With our warm Southern summer now underway, we were more than delighted to pile into a big (air conditioned!) pick-up truck to navigate the 1,200 acres that serve as the home for more than 1,300 cows (Holstein, Jersey and Guernsey). Mike showed us the process of preparing the many different kinds of feed (all corn-based) given to their cows. There’s even a nutritionist on hand to help determine the best diet for each individual animal.
Hello? I could use some help around here, too. Or at least someone to slap the Cheetos out of my hand.
My girl managed to smuggle a little of the feed (I think it was the variety that actually smelled like distilled whiskey) home to the family cat. But the jerky furbag (not surprisingly) turned up his nose to my sweet child’s offering. A gerbil would’ve appreciated it, Milo. Always remember that you can easily be replaced.
And, of course, we saw lots … and lots … and lots of healthy cows with the sweet Puss ‘n’ Boots eyes. But the big highlight of the day was visiting the babies. They’re organized by age in what I’m stupidly going to call the cow nursery. My girl fell in love with a cute set of twins born early this week. But I was there to see a special cow named Michele. She was born on May 8 (Virginia’s birthday, by the way) meaning she was grouped with all the other one-month-olds. So, I walked down the aisle checking out every calf and reading every tag. Cow face … cow face … cow face … cow butt … cow face … cow face … cow face.

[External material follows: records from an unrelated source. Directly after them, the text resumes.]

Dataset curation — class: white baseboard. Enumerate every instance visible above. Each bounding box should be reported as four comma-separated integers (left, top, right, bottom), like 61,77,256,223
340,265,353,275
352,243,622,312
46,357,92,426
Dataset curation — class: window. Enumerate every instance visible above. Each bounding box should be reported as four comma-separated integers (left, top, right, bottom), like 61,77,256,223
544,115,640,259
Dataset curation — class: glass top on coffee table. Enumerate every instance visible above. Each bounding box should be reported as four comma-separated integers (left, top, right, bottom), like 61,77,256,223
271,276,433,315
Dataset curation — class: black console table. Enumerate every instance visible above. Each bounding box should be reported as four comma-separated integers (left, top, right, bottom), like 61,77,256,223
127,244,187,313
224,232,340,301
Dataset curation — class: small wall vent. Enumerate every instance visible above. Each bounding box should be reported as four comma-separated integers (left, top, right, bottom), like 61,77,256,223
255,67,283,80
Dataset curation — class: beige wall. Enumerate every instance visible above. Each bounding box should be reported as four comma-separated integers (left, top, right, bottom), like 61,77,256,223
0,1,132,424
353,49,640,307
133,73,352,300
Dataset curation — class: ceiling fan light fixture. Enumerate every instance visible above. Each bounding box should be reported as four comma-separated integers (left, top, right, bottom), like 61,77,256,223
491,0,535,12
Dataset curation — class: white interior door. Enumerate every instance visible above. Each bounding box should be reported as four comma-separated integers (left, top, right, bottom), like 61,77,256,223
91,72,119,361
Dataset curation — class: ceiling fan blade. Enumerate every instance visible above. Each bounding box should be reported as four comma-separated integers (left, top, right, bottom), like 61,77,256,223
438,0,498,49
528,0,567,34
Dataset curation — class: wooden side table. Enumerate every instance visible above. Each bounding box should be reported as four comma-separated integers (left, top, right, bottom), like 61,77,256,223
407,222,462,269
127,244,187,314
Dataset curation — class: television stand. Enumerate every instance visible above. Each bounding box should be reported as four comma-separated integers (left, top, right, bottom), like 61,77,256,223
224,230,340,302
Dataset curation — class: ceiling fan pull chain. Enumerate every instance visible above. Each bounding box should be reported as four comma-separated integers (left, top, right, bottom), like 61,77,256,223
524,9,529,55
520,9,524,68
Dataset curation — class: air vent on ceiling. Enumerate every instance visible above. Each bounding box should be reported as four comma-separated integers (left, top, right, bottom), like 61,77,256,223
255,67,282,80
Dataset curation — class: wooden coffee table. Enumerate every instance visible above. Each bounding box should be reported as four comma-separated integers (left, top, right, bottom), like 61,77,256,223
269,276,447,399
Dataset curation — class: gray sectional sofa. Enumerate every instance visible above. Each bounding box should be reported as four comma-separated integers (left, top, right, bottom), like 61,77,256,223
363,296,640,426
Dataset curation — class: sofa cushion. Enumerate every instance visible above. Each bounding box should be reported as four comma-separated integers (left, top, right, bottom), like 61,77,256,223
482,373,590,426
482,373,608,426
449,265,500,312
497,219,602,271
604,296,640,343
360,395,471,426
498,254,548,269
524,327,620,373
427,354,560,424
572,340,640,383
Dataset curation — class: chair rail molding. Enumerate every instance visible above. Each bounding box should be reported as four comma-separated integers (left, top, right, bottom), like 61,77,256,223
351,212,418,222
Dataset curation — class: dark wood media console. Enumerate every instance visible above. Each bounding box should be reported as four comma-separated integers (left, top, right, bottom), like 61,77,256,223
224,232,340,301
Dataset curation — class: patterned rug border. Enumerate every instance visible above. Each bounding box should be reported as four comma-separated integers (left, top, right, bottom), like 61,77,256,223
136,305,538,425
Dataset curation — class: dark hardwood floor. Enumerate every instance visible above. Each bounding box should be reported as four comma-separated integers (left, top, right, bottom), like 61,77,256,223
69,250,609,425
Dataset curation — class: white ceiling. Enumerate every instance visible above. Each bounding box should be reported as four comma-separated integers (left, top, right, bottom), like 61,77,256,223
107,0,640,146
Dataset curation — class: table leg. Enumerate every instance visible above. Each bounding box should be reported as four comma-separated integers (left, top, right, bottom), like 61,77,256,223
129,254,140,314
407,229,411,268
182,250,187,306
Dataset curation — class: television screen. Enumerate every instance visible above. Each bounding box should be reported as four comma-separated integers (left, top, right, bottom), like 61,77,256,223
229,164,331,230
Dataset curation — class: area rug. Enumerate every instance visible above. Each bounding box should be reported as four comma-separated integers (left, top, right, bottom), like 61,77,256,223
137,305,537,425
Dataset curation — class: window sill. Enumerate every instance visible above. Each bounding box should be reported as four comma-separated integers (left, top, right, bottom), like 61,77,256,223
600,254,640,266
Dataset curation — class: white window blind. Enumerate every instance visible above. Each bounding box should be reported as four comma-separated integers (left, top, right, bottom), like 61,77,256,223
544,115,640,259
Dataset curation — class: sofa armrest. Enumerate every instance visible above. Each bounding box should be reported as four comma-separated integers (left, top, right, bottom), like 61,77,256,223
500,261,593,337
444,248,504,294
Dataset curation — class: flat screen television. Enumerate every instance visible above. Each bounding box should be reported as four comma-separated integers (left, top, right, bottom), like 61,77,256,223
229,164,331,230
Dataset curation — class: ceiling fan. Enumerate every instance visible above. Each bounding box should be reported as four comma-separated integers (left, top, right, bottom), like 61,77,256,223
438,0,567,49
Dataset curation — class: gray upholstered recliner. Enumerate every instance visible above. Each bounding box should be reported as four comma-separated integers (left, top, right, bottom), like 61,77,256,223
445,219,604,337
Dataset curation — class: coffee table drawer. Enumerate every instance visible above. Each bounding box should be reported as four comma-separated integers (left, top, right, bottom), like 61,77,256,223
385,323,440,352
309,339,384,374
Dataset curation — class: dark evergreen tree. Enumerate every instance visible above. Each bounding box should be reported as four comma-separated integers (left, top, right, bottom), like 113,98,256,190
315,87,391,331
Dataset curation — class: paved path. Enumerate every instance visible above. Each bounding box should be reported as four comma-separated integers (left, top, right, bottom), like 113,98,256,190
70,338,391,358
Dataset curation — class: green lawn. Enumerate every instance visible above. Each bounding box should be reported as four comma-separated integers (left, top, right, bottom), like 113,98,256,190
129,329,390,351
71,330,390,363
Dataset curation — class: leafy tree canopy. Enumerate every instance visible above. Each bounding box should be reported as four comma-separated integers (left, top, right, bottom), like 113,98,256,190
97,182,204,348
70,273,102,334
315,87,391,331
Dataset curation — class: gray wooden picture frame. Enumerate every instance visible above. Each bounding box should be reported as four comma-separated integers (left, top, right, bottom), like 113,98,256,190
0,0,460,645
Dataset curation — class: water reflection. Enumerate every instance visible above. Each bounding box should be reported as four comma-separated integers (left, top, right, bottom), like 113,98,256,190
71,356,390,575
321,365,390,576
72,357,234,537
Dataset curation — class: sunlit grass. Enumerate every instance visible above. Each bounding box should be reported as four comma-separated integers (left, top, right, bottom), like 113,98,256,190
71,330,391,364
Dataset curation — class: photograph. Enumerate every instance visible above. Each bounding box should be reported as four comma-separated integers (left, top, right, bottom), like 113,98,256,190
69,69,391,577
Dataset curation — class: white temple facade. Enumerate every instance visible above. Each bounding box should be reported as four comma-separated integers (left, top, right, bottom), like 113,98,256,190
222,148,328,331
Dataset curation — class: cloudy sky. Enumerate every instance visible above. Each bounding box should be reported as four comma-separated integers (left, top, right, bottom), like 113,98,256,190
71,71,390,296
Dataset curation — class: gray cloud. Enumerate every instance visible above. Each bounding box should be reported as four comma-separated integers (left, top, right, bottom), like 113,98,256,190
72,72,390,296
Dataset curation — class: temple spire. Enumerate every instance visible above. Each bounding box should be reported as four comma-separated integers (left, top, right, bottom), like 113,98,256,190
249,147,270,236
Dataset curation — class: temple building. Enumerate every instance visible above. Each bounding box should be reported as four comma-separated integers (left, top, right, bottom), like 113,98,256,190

Michele was the only one who INSISTED on standing backwards in her little stall.
Mike turned her around so we could snap a few pictures but, as soon as she was able, she reversed herself right back to her position of nonconformity. Michele seemed to vacillate between wanting to be different from the other cows and wanting to take a nap. (I’m sure my friends and family will have a veritable field day with that one.)
Does anyone else hear ‘We Are the World’ in their head right now?
I think she liked me because she ate a little of my hair during this picture.
The kids had a blast with all the babies. We probably spent the most time on this leg of the tour. Then … after learning a little more about the whole milking process … WE GOT TO MILK THE COWS! Thankfully, there were rubber gloves involved ’cause it took some real doing to get the job done. And, as a woman who spent four years of her life nursing kids (where’s TIME Magazine when you need ‘em?), my heart went out for these old girls, many of whom produce milk for well over a DECADE. And … get this … the average cow produces 60 pounds of milk PER DAY. That’s EIGHT gallons of milk daily.
Frankly, I can’t believe Dave and I have been wasting our money sinking it into college funds and IRAs … when we could just invest in a cow. I could sell to the whole freakin’ neighborhood! Of course, I could never compete with the good people at Kleinpeter. (Brag Alert – They were the first agricultural enterprise in the nation to earn a perfect score of 100 from the American Humane Association. They’re also the first organization who have been able to manage that same perfection for four years running.) To cover the cost of her maintenance, a cow kept at MY house would probably have to give rides to all the neighborhood kids while wearing a tutu and lipstick … so maybe I need to rethink the whole cow-in-the-backyard-next-to-the-trampoline thing.
Anyway, we had a great time, we learned a lot and we all gorged ourselves on fresh, 36-degree (the perfect temperature for milk, say the experts) milk, both chocolate and vitamin D. Thanks, Mr. K. Mike did a phenomenal job with us yesterday. We all left knowing way more about cows, milk and everything in between than we ever expected.